PCI-DSS basically addresses payment account data security. If the industry your company belongs to does not receive process and transmit payments online, you do not need to have this standard in your organization.  While this standard was basically adapted and created to address payments and its data protection, this standard maybe adapted as a secondary standard that may work hand in hand with the ISO management standards.

PCI-DSS would be more detailed than the ISO standards and addresses security management, policies, procedures, network architecture, software design and other critical components that are utilized by the processing of such payments.

Basically, the PCI-DSS standards define:

  • The building and maintaining a secured network
  • Protection of cardholder information
  • Maintain a vulnerability management program
  • Implementation of a strong access control measure
  • Regular monitoring and testing of the environments
  • Maintenance of an information security policy.


COBIT or Control Objectives for Information and Related Technology, is not a clear standard per se, but is a framework that links IT initiatives to business requirements, organizes all IT activities into an accepted business practice model, identifies information resources to be utilized and leveraged, and defines that management control objectives. While COBIT may contain ISO and PCI-DSS standards, COBIT is more into the compliance aspect of doing things, to ensure that all activities, acquisitions and management activities fall within the accepted standards of doing things.

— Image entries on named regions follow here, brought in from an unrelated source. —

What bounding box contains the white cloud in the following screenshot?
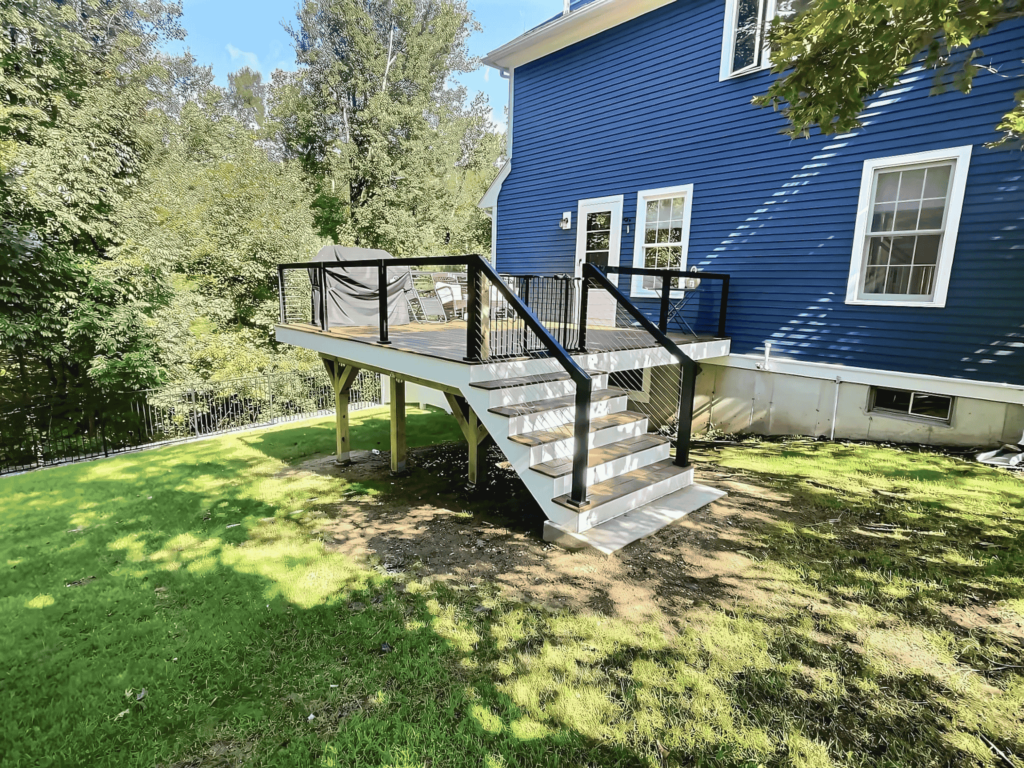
[225,43,262,72]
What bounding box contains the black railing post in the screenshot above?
[675,362,700,467]
[580,269,590,352]
[466,259,483,362]
[278,264,288,325]
[718,274,729,339]
[569,379,594,508]
[659,272,672,333]
[319,262,330,333]
[377,259,391,344]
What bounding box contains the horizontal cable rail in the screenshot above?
[278,255,593,507]
[602,266,729,339]
[0,370,382,474]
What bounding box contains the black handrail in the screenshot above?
[278,259,594,508]
[605,266,729,339]
[580,263,700,467]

COBIT is now being accepted globally as a guidance tool for governance of the business that allows managers to bridge the gap between technical issues, technical requirements and business risks.


ITIL or Information Technology Infrastructure Library is a collection of best practices in IT Service Management and concentrates on the importance of services delivery in information technology. This standard considers the central role of the user in terms of information technology, not on the process and not on the solutions. This standard does not contain information security per se, but focuses on the quality of the service provided by service providers to the users, with information security components relegated to the background.


These basic standards are the most globally accepted information security and information security management standards that are being adopted globally. However, there are specific standards that came out due to regulations by legislation. Examples of these standards are the SOX, HIPAA, COSO, FISMA and FIPS. These regulatory standards would depend on where your company does its business and if your regional and main headquarters would require your local company to also adapt to these standards.